Although airbags have helped to prevent many severe injuries and deaths due to car accidents, studies show that oftentimes they do not deploy at the time of impact. The reason being that many times airbags can actually cause more harm. In the late 1990’s, airbag standards were changed because the deployment would sometimes cause serious injury or death that may not have occurred.

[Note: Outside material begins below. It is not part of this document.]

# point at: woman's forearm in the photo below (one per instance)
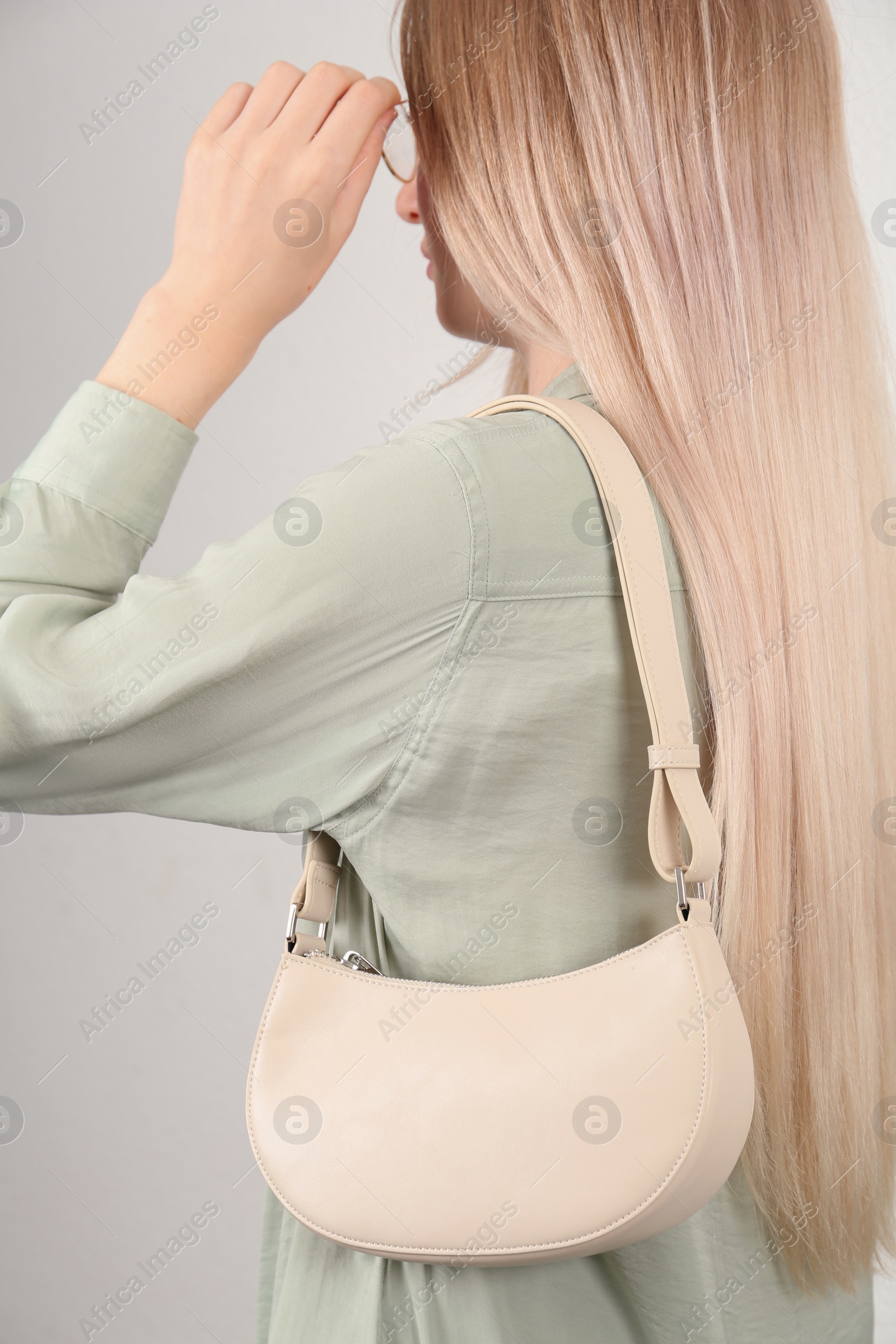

Even if you are in a serious accident chances are that the airbags won’t deploy at all. The NHTSA reported “because airbag sensors measure deceleration, vehicle speed and damage are not good indicators of whether or not an airbag will deploy.” No matter what the speed and force of impact, airbags will only deploy during very specific circumstances. Cars now have sensors that analyze data such as the type of accident and the size and weight of the occupants, and make a slip second decision as to whether the bags should deploy. For example, if you are rear ended at high speed, the airbag won’t deploy in enough time to prevent the first impact, so having the airbag explode will ultimately produce two blows to the body of the occupants.

Airbags will only deploy if the force of the airbag is substantially less than the one caused by the impact itself. In order to prevent serious injuries in a car accident, attorney Joseph Maus recommends wearing your seatbelt, keeping small children in the back seat, and sitting at a safe distance from the dashboard or sterring wheel.